Application: Identified metabolites successfully differentiated between Mycobacterium avium subspecies paratuberculosis (MAP) inoculated and control cattle during the incubation stage of infection. If validated, these metabolites would enable farmers to identify MAP exposed cattle before shedding or clinical signs develop.
Introduction: Paratuberculosis, commonly known as Johne’s disease, is a chronic intestinal infection of ruminants, caused by MAP. Clinical signs, including reduced milk yields, weight loss and diarrhoea, are typically absent until 2 to 6 years post-infection [1]. This study aimed to examine the effects of MAP inoculation on the metabolomic profile of serum from Holstein-Friesian cattle and correlate affected metabolites to haematological parameters.

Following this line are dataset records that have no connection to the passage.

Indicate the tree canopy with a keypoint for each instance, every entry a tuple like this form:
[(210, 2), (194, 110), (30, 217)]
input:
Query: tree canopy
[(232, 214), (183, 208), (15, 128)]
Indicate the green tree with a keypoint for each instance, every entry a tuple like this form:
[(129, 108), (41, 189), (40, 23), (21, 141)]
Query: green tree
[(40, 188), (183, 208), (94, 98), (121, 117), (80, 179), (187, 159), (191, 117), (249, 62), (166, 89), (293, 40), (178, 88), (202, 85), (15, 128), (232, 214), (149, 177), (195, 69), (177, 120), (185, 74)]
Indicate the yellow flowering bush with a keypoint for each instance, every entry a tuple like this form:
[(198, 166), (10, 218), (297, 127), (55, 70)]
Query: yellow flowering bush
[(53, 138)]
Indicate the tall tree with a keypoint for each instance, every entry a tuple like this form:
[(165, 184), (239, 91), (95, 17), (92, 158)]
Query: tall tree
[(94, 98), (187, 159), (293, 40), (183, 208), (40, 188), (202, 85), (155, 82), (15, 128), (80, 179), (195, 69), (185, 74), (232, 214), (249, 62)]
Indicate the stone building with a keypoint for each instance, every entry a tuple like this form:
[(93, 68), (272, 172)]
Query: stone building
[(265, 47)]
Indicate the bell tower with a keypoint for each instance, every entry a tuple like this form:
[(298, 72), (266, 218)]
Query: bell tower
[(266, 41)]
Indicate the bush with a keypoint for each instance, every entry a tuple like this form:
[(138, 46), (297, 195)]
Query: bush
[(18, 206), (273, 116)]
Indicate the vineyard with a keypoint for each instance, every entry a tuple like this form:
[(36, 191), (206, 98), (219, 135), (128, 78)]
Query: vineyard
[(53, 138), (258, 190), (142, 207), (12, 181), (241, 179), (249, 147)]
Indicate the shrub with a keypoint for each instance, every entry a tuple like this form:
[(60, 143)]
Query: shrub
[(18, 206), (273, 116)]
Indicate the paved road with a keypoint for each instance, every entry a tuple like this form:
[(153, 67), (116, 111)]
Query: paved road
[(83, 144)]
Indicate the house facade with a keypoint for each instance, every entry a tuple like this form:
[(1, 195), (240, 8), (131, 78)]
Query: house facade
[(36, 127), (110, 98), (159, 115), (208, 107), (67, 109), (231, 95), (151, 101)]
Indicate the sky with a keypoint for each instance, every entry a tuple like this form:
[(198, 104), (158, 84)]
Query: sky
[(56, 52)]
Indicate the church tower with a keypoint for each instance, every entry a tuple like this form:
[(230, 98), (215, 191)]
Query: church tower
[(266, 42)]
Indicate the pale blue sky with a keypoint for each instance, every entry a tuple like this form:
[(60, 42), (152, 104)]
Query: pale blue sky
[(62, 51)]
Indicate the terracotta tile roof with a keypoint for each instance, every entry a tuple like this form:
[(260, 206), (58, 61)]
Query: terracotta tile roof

Materials and methods: At approximately 6-weeks of age, 35 calves received an inoculation with MAP (clinical isolate CIT003) 3.8 × 109 on 2 consecutive days. An additional 20 calves formed the control group. Cattle were housed indoors in two separate buildings 500 metres apart, according to their inoculation status. Serum samples were collected pre-, 2-, 3-, 6-, 10-, 12-, 16-, 20-, 24-, 28-, 31- and 33-months post MAP inoculation. Cattle were euthanised 12-, 24- or 33– months post MAP inoculation. Sera from 18 cattle euthanised 33-months post MAP inoculation were utilised. Sera were assessed using flow infusion electrospray high resolution mass spectrometry on a Q Exactive hybrid quadrupole- Orbitrap mass spectrometer for high throughput, sensitive, non-targeted metabolite fingerprinting. Following principal component analyses (PCA), time series analyses used false discovery rate adjusted two-way ANOVA tests to identify mass-ions (m/z) which significantly (p-values < 0.05) differed between experimental classes. Correlation analysis between the identified metabolites and haematology parameters, including erythrocytes, lymphocytes and monocytes, was performed using Pearson’s correlation coefficient. Metabolites were identified using the DIMEdb database of metabolites for Direct Infusion/Injection
Metabolomics (https://dimedb.ibers.aber.ac.uk/) based on their mass-ion (m/z) values.
Results: PCA of the metabolomes discriminated between MAP inoculated and control cattle (Fig. 1). Repeated measures ANOVA highlighted the effect of time on metabolite levels. These results were reinforced by area under the curve (AUC) assessments which indicated that identified metabolites represented sensitive and specific changes occurring at discrete time points. Metabolite set enrichment analysis (MSEA) using over representation analysis (ORA) demonstrated that phosphatidylcholine biosynthesis was significantly affected by MAP inoculation (P <0.05). Additionally, significant correlations were seen between identified metabolites, such as 2-oxosuccinamate, and haematology parameters, particularly monocytes (%) (P < 0.05) (one example is given in Fig. 2).
Conclusion: Metabolomic analysis showed clear differentiation between MAP inoculated and control cattle, in addition to significant correlations between selected metabolites and haematological parameters. Future work could include assessing the relative accumulation of these metabolites in lactating dairy cattle.